Question

Solve the following equation:

\[\sin x + \sin 2x + \sin 3x + \sin 4x = 0\]

Answer 1

\[\sin x + \sin 2x + \sin 3x + \sin 4x = 0\]

\[\Rightarrow \sin3x + \sin x + \sin4x + \sin2x = 0\]
\[ \Rightarrow 2 \sin \left( \frac{4x}{2} \right) \cos \left( \frac{2x}{2} \right) + 2 \sin \left( \frac{6x}{2} \right) \cos \left( \frac{2x}{2} \right) = 0\]
\[ \Rightarrow 2 \sin2x \cos x + 2 \sin3x \cos x = 0\]
\[ \Rightarrow 2 \cos x ( \sin2x + \sin3x ) = 0\]
\[ \Rightarrow 2 \cos x\left( 2 \sin \left( \frac{5x}{2} \right) \cos \left( \frac{x}{2} \right) \right) = 0\]
\[ \Rightarrow 4 \cos x \sin \left( \frac{5x}{2} \right) \cos \left( \frac{x}{2} \right) = 0\]

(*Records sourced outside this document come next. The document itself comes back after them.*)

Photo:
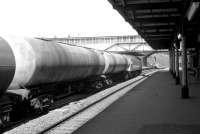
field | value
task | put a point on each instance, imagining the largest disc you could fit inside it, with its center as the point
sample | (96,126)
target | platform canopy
(160,21)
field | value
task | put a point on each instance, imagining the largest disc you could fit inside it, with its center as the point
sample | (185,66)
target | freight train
(33,72)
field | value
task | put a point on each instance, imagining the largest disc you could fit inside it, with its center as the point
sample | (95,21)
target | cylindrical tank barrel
(39,62)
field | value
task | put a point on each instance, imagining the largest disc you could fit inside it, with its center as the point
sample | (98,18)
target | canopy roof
(159,21)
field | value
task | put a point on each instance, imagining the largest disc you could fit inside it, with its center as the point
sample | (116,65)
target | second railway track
(70,117)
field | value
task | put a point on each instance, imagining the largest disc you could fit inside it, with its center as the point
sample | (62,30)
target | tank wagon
(34,72)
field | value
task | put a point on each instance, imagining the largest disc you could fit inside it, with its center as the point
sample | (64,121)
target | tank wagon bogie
(35,73)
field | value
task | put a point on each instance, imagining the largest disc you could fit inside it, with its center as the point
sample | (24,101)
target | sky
(61,18)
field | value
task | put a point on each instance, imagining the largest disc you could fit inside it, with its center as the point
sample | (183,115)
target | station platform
(152,107)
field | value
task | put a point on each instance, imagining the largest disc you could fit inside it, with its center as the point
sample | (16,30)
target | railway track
(70,117)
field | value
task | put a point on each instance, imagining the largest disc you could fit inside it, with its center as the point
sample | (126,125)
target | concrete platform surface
(153,107)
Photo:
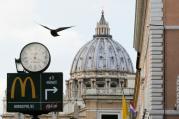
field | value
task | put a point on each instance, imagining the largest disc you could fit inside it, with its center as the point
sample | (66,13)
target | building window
(100,85)
(106,116)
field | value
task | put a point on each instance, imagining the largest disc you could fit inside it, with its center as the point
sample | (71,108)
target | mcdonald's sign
(23,86)
(34,92)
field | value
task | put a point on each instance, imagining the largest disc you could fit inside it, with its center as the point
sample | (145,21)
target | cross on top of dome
(102,28)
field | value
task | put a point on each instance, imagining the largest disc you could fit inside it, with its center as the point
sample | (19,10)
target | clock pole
(35,117)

\[\Rightarrow \cos x = 0 , \sin \left( \frac{5x}{2} \right) = 0\]

\[\cos \left( \frac{x}{2} \right) = 0\]

\[\Rightarrow \cos x = \cos \frac{\pi}{2}, \sin \left( \frac{5x}{2} \right) = \sin 0\] or

\[\cos \left( \frac{x}{2} \right) = \cos \frac{\pi}{2}\]

\[\Rightarrow x = (2n + 1) \frac{\pi}{2}, n \in Z or \frac{5x}{2} = n\pi , n \in Z\] or,

\[\frac{x}{2} = (2n + 1) \frac{\pi}{2} , n \in Z\]

\[\Rightarrow x = (2n + 1) \frac{\pi}{2} , n \in Z\] or

\[x = \frac{2n\pi}{5} , n \in Z\] or

\[x = (2n + 1)\pi, n \in Z\]